I may be working a partial trade/ sale for my buckling with a guy for buck service for one of my does, anyone know what a fair price. Us for buck service, his buck is non registered Nigerian dwarf.

Thanks.


----------



## ksalvagno (Apr 26, 2012)

I probably wouldn't pay more than $50 for a non-registered buck.


----------



## marliah (Apr 26, 2012)

Ok thanks  actually talked to them more and they are willing to trade me one of their bucklngs for mine, even better! Yay!


----------



## Mzyla (Apr 26, 2012)

I guess it depend on State you are in. In NYS average price for unregistered "Buck-service" is $50 /per one doe!


----------



## crazyland (Apr 30, 2012)

I guess I am cheap. I let a friend use my buck for free. Afterwards she offered first pick of the kids. Lol


----------



## Pearce Pastures (May 1, 2012)

We paid $50 per doe for a registered buck and they actually stayed with the breeder for 6 weeks to make sure they hit at least one of their cycles.  Worked well.  Another breeder, whom we didn't use but have talked to, charged $50 (unregistered) and the deal was we had to pick up and return his buck when we were done.

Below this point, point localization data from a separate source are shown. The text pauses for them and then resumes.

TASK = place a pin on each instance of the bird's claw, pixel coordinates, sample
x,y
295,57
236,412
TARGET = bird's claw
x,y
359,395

We have had a few people ask about buck service since we purchased our own and I am still unsure about if I want to start that up and how much we would charge.  For a friend, I am sure it would be free


----------



## Rose N Lynne Farm (May 1, 2012)

I let my buck go for $15 a doe, or $30 for a group of 4 or more. I also add an additional $1 a day for boarding.

My buck is not registered, but is purebred Nubian.


----------



## peachick (May 4, 2012)

in show dogs...  stud fee is usually the price of one puppy.... and the stud owner guarantees at least one live offspring, or we offer a repeat breeding....


----------